| Cofounder Here: Happy to see this on hnews again. Update: Matthew (the other cofounder) and I got Guesstimate to a stage we were happy with. After a good amount of work it seemed like several customers were pretty happy with it, but there weren't many obvious ways of making a ton more money on it, and we ran out of many of the most requested/obvious improvements. We're keeping it running, but it's not getting much more active development at this time. Note that it's all open source, so if you want to host it in-house you're encouraged to do so. I'm also happy to answer questions about it or help with specific modeling concerns. Right now I'm working at the Future of Humanity Insitute on some other tools I think will compliment Guesstimate well. There was a certain point where it seemed like many of the next main features would make more sense in separate apps. Hopefully, I'll be able to announce one of these soon. |
One of the triggers for the financial crisis in '08 was that the Monte Carlo pricers assumed the various risks were much less correlated than they actually were.
For example, they largely assumed that it was unlikely for many mortgages or underlying MBS securities to simultaneously default (low correlation). This is how many AAA rated CDO securities ended up trading at 50%+ discounts.
IMHO, any multivariate Monte Carlo analysis that doesn't show your sensitivity to correlation is essentially useless, since your answers may change completely.

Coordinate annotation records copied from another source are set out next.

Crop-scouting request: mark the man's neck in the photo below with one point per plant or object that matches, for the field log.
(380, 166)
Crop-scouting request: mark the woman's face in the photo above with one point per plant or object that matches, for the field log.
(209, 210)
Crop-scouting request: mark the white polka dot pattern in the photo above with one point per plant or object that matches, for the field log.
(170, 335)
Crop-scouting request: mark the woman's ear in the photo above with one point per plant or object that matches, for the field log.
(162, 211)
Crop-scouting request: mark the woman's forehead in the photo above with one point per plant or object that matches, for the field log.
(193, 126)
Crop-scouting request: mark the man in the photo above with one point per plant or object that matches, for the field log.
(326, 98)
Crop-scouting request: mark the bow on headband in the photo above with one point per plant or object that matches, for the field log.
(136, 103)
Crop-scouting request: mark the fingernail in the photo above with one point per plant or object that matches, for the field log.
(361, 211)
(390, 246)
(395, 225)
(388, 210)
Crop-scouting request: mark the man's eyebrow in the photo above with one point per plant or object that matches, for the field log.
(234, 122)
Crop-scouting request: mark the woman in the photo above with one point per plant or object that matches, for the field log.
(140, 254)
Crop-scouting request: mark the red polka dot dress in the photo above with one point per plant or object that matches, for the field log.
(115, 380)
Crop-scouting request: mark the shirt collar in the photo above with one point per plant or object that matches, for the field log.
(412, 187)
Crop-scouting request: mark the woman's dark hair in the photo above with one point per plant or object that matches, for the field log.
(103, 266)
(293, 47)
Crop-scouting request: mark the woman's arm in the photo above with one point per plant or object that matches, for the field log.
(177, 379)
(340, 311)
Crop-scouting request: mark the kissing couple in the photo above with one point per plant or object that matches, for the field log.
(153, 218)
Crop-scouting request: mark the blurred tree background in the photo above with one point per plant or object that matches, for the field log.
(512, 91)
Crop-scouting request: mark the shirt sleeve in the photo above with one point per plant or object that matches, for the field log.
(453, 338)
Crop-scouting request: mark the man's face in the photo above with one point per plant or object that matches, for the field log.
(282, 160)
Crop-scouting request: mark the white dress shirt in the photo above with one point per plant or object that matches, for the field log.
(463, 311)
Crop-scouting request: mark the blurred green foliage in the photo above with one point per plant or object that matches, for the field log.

In the second example model (https://www.getguesstimate.com/models/316), Fermi estimation for startups, you would expect many of the inputs (deals at Series A, B, C, amount raised per deal) in real life to be highly correlated with each other since they all depend on 'how well is VC in general doing right now?'
The final estimate of 'Capital Lost in Failed Cos from VC' has a range of 22B to 39B, this seems way too low. The amount of VC money lost during a crisis (like in '01) can easily be an order of magnitude more.